Nearly eight of 10 DC plan sponsors
polled by BlackRock agree (and 30% strongly agree) that “the days of working
until the age of 65, retiring, and then never having to work again are
generally over for most workers.”
According to survey results, 30% of
participants plan to retire between ages 64 and 66.
“One thing that’s very clear to us
is that the landscape [of retirement] is fundamentally changing,” Robert
Fairbairn, head of BlackRock’s global client group, said during a press
briefing about the surveys.
For some retirees, choosing to stay
employed will be a choice; for others, it will be a financial necessity, said
Chip Castille, managing director and head of BlackRock’s U.S. & Canada
Defined Contribution Group. Nine percent of participants say they plan to keep
working in retirement because of personal preference, but 7% say they will have
to keep working because of finances.
(Cont...)
Only 43% of corporate retirement
plan sponsors are confident that their workers are saving enough now to get the
monthly income they want in retirement. About 67% of workers, on the other
hand, are confident they are saving enough. Four in 10 sponsors think the
greatest financial challenge their employees will face is “not having enough
money to last through retirement.”
Sponsors take their responsibility
seriously—even more than workers expect. About two-thirds of sponsors strongly
agree an employer should educate employees on the realities of longevity in
retirement, compared with just 25% of workers. Similarly, four in 10 sponsors
agree they should warn employees if they are not saving enough money for
retirement, but just 22% of workers strongly agree.
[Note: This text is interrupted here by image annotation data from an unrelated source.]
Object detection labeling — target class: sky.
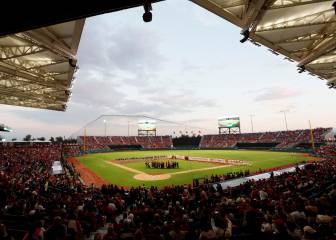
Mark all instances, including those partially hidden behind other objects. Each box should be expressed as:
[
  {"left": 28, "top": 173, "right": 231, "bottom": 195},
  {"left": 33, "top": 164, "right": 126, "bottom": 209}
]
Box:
[{"left": 0, "top": 0, "right": 336, "bottom": 139}]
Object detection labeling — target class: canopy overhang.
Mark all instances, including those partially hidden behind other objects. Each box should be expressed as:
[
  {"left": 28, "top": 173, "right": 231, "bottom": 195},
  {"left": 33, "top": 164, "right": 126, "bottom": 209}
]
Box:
[
  {"left": 0, "top": 20, "right": 85, "bottom": 111},
  {"left": 192, "top": 0, "right": 336, "bottom": 87}
]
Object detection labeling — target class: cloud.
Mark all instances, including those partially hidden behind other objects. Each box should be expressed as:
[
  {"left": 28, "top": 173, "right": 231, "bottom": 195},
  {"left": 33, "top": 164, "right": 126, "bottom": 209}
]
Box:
[{"left": 250, "top": 87, "right": 301, "bottom": 102}]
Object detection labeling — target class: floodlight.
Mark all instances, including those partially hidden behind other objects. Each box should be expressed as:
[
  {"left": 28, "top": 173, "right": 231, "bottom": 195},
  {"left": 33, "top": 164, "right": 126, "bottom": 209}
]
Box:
[{"left": 240, "top": 29, "right": 250, "bottom": 43}]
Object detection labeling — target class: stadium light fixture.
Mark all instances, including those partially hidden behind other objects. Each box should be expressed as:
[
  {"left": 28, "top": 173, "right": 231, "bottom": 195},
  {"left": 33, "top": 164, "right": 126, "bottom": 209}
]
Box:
[
  {"left": 298, "top": 66, "right": 306, "bottom": 73},
  {"left": 240, "top": 29, "right": 250, "bottom": 43}
]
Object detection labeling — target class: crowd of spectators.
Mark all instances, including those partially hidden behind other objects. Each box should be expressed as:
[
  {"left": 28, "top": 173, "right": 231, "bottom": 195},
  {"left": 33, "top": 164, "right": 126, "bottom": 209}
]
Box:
[
  {"left": 0, "top": 143, "right": 336, "bottom": 240},
  {"left": 200, "top": 128, "right": 331, "bottom": 149}
]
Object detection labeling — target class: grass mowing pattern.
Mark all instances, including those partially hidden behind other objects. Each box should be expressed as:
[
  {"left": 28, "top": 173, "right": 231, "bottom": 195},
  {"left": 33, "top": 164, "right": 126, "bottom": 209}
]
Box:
[
  {"left": 78, "top": 150, "right": 312, "bottom": 187},
  {"left": 125, "top": 160, "right": 218, "bottom": 174}
]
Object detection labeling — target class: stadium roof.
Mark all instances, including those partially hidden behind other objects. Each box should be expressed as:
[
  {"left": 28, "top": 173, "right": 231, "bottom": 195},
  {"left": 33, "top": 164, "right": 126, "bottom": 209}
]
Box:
[
  {"left": 192, "top": 0, "right": 336, "bottom": 84},
  {"left": 0, "top": 20, "right": 85, "bottom": 111},
  {"left": 0, "top": 0, "right": 161, "bottom": 111}
]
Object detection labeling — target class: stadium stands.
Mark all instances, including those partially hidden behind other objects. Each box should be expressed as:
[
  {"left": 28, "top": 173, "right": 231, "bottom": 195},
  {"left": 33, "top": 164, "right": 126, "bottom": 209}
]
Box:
[
  {"left": 200, "top": 128, "right": 331, "bottom": 149},
  {"left": 0, "top": 144, "right": 336, "bottom": 240},
  {"left": 79, "top": 136, "right": 173, "bottom": 150}
]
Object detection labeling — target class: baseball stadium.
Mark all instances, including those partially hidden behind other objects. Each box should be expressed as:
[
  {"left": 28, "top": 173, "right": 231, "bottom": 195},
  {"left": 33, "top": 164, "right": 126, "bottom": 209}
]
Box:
[{"left": 0, "top": 0, "right": 336, "bottom": 240}]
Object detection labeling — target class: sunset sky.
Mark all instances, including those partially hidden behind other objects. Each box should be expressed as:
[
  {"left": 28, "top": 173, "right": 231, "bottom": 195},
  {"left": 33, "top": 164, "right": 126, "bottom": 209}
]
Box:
[{"left": 0, "top": 0, "right": 336, "bottom": 139}]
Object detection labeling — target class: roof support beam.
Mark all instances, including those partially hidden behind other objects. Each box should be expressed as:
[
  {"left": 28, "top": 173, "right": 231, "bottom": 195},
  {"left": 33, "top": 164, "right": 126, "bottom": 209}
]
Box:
[
  {"left": 0, "top": 63, "right": 67, "bottom": 90},
  {"left": 22, "top": 30, "right": 77, "bottom": 60},
  {"left": 298, "top": 37, "right": 336, "bottom": 67},
  {"left": 271, "top": 0, "right": 330, "bottom": 9},
  {"left": 243, "top": 0, "right": 276, "bottom": 30},
  {"left": 0, "top": 45, "right": 45, "bottom": 60},
  {"left": 191, "top": 0, "right": 243, "bottom": 28}
]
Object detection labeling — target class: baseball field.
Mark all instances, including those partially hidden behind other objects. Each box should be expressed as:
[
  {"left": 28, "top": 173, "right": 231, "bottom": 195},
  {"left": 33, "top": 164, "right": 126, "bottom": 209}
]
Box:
[{"left": 73, "top": 150, "right": 313, "bottom": 187}]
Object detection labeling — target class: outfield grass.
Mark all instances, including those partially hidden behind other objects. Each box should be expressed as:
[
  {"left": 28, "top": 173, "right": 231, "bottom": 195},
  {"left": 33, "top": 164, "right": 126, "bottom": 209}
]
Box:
[
  {"left": 78, "top": 150, "right": 312, "bottom": 187},
  {"left": 125, "top": 160, "right": 216, "bottom": 174}
]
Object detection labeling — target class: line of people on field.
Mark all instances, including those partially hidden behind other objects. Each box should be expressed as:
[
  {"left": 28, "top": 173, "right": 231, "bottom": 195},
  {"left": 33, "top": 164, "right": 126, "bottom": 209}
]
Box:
[{"left": 145, "top": 161, "right": 180, "bottom": 169}]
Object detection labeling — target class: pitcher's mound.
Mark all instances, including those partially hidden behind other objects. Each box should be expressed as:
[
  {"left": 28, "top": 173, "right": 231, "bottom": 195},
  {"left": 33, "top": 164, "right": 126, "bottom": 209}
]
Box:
[{"left": 133, "top": 173, "right": 170, "bottom": 181}]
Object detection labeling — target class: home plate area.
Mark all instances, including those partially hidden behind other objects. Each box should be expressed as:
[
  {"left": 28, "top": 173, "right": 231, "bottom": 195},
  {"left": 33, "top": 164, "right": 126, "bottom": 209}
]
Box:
[{"left": 106, "top": 155, "right": 250, "bottom": 181}]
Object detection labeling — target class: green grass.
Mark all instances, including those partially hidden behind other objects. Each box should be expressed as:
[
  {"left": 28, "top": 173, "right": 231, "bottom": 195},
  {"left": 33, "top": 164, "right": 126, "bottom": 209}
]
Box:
[
  {"left": 78, "top": 150, "right": 312, "bottom": 187},
  {"left": 125, "top": 160, "right": 216, "bottom": 174}
]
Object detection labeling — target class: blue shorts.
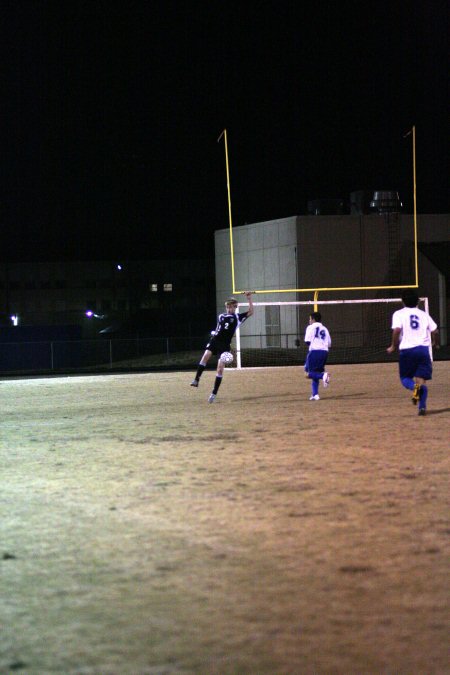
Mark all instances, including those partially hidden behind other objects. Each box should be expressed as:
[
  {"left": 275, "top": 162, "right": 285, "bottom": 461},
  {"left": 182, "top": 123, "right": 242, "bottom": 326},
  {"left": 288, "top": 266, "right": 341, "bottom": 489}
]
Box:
[
  {"left": 305, "top": 349, "right": 328, "bottom": 373},
  {"left": 398, "top": 347, "right": 433, "bottom": 380}
]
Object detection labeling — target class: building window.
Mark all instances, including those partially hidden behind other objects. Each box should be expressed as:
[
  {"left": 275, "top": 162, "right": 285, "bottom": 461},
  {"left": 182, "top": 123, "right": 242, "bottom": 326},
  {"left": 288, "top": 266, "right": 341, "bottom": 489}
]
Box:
[{"left": 266, "top": 305, "right": 281, "bottom": 347}]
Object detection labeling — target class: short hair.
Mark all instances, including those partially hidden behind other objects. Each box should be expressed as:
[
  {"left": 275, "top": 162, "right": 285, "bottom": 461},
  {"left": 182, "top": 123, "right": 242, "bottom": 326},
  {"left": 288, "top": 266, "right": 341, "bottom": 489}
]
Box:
[{"left": 402, "top": 288, "right": 419, "bottom": 307}]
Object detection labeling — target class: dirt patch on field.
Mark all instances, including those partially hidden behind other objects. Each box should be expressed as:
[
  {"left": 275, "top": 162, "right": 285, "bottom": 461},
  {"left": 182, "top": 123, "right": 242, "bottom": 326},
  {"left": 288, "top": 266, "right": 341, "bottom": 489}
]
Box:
[{"left": 0, "top": 362, "right": 450, "bottom": 675}]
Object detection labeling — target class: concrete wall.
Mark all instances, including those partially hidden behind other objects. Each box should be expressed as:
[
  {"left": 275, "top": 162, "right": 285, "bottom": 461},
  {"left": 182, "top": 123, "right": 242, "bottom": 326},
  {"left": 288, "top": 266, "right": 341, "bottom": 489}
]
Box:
[{"left": 215, "top": 214, "right": 450, "bottom": 346}]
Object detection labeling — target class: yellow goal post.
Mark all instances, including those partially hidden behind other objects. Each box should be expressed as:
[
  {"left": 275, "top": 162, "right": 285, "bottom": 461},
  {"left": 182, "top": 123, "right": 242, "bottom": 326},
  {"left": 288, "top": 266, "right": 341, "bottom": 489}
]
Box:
[{"left": 235, "top": 297, "right": 432, "bottom": 369}]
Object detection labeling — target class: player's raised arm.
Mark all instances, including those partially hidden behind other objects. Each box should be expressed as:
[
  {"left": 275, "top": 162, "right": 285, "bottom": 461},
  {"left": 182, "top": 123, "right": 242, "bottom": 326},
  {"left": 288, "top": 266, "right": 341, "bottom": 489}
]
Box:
[{"left": 244, "top": 291, "right": 255, "bottom": 317}]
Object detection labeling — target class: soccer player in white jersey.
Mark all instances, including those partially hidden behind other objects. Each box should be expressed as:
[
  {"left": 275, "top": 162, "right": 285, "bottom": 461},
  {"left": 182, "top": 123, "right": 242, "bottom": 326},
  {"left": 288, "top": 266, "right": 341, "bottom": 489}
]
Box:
[
  {"left": 191, "top": 291, "right": 254, "bottom": 403},
  {"left": 305, "top": 312, "right": 331, "bottom": 401},
  {"left": 387, "top": 288, "right": 439, "bottom": 415}
]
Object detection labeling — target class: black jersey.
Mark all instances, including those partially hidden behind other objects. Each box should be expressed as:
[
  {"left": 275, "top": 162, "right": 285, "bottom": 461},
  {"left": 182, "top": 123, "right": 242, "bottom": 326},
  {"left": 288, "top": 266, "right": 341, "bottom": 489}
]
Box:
[
  {"left": 214, "top": 312, "right": 248, "bottom": 343},
  {"left": 206, "top": 312, "right": 248, "bottom": 354}
]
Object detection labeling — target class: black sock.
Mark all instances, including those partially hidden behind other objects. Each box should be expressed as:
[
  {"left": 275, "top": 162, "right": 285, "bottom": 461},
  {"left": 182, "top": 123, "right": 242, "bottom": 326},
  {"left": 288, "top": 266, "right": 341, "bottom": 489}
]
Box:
[
  {"left": 195, "top": 363, "right": 206, "bottom": 380},
  {"left": 213, "top": 375, "right": 222, "bottom": 394}
]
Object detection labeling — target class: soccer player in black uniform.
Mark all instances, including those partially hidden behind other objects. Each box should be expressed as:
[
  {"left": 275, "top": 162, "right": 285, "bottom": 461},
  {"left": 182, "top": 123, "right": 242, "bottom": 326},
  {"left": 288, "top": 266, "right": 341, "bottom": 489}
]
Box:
[{"left": 191, "top": 291, "right": 253, "bottom": 403}]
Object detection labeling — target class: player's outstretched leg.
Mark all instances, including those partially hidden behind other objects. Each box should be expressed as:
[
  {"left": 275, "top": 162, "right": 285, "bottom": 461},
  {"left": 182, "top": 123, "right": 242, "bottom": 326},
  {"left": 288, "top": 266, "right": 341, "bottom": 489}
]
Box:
[
  {"left": 419, "top": 384, "right": 428, "bottom": 415},
  {"left": 309, "top": 379, "right": 320, "bottom": 401},
  {"left": 208, "top": 374, "right": 222, "bottom": 403},
  {"left": 191, "top": 362, "right": 206, "bottom": 387},
  {"left": 411, "top": 384, "right": 422, "bottom": 405}
]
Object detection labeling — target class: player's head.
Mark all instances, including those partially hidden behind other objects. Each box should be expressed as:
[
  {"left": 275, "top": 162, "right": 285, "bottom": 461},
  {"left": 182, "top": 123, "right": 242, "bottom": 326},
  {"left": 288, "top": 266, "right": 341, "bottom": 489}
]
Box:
[
  {"left": 225, "top": 298, "right": 238, "bottom": 313},
  {"left": 402, "top": 288, "right": 419, "bottom": 307}
]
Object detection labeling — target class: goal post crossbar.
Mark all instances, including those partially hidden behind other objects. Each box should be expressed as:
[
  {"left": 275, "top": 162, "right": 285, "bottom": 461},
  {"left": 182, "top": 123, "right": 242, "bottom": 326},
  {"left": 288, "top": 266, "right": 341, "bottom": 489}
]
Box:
[{"left": 235, "top": 297, "right": 432, "bottom": 369}]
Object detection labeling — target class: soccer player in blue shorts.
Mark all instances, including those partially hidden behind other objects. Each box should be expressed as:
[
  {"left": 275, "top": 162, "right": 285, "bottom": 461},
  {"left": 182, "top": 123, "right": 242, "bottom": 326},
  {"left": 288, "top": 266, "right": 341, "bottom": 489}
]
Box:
[
  {"left": 305, "top": 312, "right": 331, "bottom": 401},
  {"left": 191, "top": 291, "right": 254, "bottom": 403},
  {"left": 387, "top": 288, "right": 439, "bottom": 415}
]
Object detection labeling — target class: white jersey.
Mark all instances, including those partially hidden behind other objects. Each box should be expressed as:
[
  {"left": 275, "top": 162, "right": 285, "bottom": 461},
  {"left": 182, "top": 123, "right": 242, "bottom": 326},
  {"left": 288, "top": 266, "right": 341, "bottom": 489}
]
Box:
[
  {"left": 392, "top": 307, "right": 437, "bottom": 349},
  {"left": 305, "top": 321, "right": 331, "bottom": 352}
]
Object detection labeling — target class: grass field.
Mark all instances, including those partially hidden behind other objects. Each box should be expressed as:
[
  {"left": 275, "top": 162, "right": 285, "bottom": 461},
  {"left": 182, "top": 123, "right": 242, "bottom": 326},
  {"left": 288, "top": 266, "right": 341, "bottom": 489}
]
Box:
[{"left": 0, "top": 368, "right": 450, "bottom": 675}]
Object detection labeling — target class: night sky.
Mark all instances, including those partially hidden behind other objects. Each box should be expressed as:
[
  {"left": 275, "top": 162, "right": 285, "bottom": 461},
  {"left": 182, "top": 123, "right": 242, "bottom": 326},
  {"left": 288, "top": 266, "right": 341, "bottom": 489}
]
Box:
[{"left": 0, "top": 0, "right": 450, "bottom": 260}]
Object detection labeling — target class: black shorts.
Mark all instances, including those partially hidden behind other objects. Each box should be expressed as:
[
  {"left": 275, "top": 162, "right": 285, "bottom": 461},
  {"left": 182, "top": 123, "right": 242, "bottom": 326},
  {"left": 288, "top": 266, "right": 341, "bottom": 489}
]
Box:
[{"left": 206, "top": 336, "right": 231, "bottom": 356}]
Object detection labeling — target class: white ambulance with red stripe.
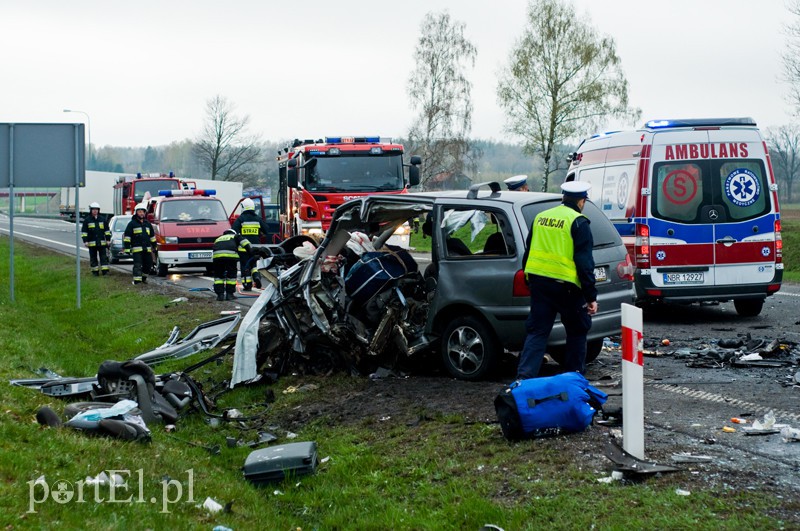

Workers and sponsors do agree on the
importance of secure income-generating options in their workplace retirement
plan. Nearly nine out of 10 (86%) sponsors agree (and 20% agree a “great deal”)
that their participants would benefit from an in-plan guaranteed solution, and
89% of workers agree on the importance of these income options.
Despite these numbers, just 11% of
DC plan sponsors say they offer an in-plan guaranteed income solution, and of
the companies not offering this solution, just 19% say they will likely add it
to their plan in the next 12 months.
“As traditional pensions wane,
American retirees face a growing retirement income gap, and there is growing
belief among participants and sponsors alike that DC retirement plans can—and
should—help fill the gap,” Castille said.
The poll of 118 plan sponsors was
conducted on the Internet during March 2012 by Boston Research Group on behalf
of BlackRock's U.S. Defined Contribution business. The plan sponsor sample
represents major DC plans with more than $351 billion in plan assets and more
than 3.4 million plan participants.
BlackRock also released the findings
of two other interlinked polls of 1,002 workers and 1,035 retirees. A copy of
those findings can be found at www.BlackRock.com/RetirementSurvey.